What Happens to POSIX File Lock When the Underlying File is Overwritten

250 Views Asked by At

Title says it all. Suppose I have a file which multiple processes want to modify using my library. A traditional means of preventing corruption is to use flock or similar to place an advisory lock on the file. Each process attempts to open the file and acquire the lock; blocking or erroring if the lock cannot be obtained.

Now, suppose I want to insert a line into the middle of the file. The canonical, "safe" way to do this is a second file which is then moved over the first once all of the writing is done.

In the above case, what happens to any existing file locks on the original file? Are they preserved since the underlying struct dirent doesn't change (excluding the creation / modification timestamps)? What happens to any other process blocked on flock when this happens? The flock manpage is mute on these topics, unfortunately.

Finally, if the above operations result in the lock being lost, what is a good means of preventing concurrent modification in lieu of flock?

2

There are 2 best solutions below

0
Barmar On BEST ANSWER

Locks are associated with the inode, not the filename. So if you have locks on file1, and then do mv file1.new file1, the inode of the old file1 is unchanged (if there are other hard links, they still reference the original file), and the filename file1 now points to the inode of file1.new.

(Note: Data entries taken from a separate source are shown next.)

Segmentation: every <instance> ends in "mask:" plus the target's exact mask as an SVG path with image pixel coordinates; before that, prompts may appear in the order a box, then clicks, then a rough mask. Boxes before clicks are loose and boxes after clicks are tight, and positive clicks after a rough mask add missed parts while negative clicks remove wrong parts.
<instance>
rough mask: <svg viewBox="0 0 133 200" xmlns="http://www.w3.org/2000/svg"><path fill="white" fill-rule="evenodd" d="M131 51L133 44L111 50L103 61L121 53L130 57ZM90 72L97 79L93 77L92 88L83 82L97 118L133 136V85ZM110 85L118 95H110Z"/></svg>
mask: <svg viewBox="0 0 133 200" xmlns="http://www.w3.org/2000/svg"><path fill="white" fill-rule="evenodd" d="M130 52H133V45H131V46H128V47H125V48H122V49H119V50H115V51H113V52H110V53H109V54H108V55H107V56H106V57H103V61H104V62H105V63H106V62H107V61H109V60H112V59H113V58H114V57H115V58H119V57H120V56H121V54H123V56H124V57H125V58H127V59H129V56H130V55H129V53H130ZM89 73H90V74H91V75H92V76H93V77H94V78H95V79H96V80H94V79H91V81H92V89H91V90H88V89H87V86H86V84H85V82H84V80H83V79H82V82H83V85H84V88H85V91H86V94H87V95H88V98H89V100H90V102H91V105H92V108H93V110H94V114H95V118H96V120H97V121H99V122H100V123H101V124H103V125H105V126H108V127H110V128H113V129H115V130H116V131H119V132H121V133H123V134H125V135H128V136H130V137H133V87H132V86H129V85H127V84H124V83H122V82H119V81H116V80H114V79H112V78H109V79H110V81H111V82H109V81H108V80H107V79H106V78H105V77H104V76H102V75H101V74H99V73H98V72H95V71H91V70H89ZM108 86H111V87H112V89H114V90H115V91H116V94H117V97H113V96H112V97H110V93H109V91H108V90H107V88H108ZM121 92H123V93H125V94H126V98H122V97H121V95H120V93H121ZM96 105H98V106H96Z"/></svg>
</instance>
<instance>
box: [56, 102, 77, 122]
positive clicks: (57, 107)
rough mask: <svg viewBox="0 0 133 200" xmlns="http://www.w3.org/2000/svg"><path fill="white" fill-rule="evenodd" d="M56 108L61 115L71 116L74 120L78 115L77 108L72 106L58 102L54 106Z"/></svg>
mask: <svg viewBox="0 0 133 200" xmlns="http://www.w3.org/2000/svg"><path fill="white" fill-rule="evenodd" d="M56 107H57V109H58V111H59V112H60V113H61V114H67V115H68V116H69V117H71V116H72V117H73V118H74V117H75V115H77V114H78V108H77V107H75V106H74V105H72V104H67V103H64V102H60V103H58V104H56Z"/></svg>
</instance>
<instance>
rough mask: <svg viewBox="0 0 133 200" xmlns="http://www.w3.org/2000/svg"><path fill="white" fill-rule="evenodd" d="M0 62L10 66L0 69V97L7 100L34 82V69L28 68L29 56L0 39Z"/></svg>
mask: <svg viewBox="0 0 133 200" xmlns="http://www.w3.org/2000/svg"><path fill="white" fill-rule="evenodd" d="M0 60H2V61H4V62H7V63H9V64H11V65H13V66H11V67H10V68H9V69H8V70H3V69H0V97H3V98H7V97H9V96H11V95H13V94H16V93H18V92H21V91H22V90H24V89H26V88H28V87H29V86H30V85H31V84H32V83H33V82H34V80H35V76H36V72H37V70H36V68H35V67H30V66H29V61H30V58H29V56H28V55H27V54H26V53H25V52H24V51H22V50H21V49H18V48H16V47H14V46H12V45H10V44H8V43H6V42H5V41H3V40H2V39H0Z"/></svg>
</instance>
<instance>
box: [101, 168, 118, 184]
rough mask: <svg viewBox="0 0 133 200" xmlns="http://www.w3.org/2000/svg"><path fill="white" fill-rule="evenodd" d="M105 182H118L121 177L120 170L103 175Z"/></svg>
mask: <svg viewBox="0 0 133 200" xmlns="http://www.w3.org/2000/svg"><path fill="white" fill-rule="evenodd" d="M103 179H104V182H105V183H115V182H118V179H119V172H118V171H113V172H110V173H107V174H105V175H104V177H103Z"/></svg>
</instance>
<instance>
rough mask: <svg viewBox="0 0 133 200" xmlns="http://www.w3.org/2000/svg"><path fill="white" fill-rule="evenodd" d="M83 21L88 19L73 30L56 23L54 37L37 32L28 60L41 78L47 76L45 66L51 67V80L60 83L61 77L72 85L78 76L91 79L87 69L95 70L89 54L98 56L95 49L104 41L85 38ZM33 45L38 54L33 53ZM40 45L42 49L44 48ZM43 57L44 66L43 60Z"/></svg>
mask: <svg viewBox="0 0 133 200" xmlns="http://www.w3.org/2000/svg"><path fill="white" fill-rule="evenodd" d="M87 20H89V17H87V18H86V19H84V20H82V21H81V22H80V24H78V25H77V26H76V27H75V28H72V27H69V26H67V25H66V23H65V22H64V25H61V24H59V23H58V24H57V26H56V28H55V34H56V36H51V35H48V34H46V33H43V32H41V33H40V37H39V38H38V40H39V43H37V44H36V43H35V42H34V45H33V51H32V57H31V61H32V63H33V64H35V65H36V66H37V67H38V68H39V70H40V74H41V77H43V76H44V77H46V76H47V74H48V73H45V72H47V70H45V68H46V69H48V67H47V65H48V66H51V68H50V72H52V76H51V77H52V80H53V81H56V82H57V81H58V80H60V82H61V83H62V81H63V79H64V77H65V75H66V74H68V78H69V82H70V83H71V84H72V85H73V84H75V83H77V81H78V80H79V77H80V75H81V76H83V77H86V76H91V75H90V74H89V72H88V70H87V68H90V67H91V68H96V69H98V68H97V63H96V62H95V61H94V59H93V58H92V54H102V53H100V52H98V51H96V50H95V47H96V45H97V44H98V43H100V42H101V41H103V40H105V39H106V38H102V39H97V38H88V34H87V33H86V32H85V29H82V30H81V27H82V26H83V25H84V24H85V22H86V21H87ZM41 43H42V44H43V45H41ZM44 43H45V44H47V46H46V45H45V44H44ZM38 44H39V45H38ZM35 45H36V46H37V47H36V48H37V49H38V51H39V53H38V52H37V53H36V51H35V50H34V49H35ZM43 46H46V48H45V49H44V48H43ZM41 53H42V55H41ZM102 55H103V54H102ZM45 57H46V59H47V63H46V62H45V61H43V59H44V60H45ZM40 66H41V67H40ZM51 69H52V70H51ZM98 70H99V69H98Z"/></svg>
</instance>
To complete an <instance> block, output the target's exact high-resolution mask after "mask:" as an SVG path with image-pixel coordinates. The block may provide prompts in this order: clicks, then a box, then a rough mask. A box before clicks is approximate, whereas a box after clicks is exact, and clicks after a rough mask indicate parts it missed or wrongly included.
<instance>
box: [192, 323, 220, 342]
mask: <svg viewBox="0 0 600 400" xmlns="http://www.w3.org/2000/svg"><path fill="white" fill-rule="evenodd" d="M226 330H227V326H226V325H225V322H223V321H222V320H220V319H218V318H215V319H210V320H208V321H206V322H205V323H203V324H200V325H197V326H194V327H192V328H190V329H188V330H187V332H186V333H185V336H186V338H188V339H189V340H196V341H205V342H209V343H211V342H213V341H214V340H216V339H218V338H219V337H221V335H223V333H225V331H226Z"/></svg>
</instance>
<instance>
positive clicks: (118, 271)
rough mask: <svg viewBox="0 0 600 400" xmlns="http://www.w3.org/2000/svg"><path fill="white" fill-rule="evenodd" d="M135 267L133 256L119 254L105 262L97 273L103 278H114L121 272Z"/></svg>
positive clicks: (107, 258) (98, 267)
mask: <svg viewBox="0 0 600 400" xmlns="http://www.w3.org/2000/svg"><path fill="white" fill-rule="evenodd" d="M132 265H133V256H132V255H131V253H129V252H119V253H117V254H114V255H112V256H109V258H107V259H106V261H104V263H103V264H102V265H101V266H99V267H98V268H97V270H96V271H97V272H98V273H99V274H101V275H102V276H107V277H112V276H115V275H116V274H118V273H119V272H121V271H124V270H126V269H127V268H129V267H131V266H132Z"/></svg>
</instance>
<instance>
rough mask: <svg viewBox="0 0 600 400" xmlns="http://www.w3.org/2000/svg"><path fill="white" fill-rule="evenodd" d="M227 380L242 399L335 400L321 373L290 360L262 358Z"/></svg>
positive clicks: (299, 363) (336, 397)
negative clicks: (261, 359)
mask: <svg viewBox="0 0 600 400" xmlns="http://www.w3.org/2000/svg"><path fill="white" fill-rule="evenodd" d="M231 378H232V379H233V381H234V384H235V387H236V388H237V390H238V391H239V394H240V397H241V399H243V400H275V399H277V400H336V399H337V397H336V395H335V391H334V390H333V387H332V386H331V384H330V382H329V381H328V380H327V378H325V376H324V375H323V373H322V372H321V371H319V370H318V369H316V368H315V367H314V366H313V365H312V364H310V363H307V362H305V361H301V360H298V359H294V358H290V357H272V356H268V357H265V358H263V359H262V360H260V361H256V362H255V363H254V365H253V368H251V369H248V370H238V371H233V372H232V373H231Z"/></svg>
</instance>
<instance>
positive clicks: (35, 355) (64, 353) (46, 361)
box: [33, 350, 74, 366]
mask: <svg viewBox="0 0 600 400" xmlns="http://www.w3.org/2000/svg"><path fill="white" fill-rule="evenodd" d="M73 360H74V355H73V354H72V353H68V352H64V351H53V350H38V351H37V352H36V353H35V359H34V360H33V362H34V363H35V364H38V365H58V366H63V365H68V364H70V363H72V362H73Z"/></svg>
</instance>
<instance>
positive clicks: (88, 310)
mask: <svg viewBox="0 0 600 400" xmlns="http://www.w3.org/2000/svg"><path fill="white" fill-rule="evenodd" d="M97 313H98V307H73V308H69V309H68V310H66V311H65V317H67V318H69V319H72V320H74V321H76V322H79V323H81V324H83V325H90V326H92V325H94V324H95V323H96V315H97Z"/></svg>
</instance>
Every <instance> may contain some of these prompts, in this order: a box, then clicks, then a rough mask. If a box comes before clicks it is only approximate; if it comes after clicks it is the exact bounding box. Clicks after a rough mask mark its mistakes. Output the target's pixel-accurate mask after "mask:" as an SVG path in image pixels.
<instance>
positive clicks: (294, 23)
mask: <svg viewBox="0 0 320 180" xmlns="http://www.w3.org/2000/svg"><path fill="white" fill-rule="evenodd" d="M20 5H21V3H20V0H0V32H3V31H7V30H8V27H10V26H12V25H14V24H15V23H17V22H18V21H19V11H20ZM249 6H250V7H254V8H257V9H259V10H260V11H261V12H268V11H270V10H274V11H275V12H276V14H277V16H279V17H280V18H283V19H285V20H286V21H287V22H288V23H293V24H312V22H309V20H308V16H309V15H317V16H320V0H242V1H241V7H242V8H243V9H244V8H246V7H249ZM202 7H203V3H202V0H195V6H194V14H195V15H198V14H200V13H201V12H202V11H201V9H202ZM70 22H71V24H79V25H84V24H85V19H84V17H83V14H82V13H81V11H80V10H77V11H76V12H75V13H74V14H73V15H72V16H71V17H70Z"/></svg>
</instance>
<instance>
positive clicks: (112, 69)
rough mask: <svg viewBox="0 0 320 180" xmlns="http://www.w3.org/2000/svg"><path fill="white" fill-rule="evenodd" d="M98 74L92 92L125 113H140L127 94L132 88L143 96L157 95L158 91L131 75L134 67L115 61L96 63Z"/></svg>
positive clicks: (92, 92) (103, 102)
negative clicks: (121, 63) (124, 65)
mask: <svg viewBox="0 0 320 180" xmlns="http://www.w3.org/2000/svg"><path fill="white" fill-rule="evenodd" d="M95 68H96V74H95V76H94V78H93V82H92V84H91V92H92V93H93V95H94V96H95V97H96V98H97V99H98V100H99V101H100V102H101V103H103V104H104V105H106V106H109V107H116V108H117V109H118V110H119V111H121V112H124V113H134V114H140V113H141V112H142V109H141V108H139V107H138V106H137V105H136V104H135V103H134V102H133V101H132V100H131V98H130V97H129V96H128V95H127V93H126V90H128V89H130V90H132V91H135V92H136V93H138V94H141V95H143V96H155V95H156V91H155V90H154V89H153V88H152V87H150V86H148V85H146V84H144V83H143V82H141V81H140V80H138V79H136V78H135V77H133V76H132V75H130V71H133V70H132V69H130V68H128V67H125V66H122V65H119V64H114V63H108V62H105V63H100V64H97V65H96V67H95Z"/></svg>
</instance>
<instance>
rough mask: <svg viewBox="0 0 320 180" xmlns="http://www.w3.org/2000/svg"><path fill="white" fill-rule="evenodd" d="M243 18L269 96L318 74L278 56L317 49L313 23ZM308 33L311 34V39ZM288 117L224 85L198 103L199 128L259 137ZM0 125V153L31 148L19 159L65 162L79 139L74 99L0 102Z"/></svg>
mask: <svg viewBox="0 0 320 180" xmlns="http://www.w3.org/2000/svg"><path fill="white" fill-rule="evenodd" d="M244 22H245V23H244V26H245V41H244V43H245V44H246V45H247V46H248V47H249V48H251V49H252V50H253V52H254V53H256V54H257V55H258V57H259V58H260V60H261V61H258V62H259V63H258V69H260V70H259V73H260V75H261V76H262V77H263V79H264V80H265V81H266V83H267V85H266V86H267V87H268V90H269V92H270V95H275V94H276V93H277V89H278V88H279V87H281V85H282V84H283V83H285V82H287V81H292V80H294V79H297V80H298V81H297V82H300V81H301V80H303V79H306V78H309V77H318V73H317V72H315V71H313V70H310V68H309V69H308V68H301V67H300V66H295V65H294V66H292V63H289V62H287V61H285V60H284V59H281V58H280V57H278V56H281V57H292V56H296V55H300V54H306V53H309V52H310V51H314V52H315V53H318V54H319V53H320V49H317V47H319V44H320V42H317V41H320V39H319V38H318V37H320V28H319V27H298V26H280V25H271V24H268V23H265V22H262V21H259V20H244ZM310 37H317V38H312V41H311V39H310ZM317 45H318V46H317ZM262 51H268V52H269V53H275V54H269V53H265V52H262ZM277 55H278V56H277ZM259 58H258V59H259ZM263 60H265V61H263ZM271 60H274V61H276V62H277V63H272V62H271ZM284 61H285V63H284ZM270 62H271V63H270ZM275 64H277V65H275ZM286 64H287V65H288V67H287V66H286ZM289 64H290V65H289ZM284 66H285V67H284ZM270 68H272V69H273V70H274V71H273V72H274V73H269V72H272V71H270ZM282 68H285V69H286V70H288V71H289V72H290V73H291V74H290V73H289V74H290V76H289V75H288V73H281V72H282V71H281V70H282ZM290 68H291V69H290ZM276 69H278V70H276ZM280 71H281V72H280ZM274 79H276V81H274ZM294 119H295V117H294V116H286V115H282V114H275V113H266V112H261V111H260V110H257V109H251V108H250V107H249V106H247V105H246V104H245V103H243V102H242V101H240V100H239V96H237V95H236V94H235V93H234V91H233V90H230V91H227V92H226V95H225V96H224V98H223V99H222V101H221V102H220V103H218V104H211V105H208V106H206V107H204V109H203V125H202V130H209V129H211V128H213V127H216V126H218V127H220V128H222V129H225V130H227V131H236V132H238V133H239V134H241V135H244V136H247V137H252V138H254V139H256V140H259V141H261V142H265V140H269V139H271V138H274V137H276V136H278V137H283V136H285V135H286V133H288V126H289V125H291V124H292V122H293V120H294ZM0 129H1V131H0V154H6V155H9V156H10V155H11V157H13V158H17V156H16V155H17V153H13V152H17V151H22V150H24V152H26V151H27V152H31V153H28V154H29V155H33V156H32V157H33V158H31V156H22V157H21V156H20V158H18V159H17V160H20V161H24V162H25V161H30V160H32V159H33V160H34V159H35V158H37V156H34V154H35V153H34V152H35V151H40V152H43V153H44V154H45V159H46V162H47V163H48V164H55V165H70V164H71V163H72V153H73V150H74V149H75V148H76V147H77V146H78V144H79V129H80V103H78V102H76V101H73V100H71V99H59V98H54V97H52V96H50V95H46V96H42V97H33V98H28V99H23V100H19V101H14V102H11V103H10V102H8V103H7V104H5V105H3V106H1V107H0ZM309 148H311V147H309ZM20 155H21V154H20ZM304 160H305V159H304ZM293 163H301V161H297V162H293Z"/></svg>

As a result, all the file locks still persist on the original file. Even if there are no filenames referring to it, the file contents continue to exist as long as there are any open file handles pointing to it.

6
Luis Colorado On

What Happens to POSIX File Lock When the Underlying File is Overwritten

Just nothing, locking is unrelated to writing. Locking files in linux/POSIX are not mandatory but advisory, so this means all programs that share the file should agree on using the locking routines to wait for the resource (this is, the segment in the file you are about to protect from other threads/processes simultaneous locking) This means you have to acquire the lock in advance to write to the file. So if a program doesn't acquire a lock on the segment it is going to write, or any program doesn't follow this convention, your data will trash. Documentation on file locking can be found in the flock(2) system call manual page. I've consulted it in my FreeBSD, but a manual page should have been installed in your system too. If you don't have it installed, you will need to ask for help to your system administrator or in another forum about how to install manual pages.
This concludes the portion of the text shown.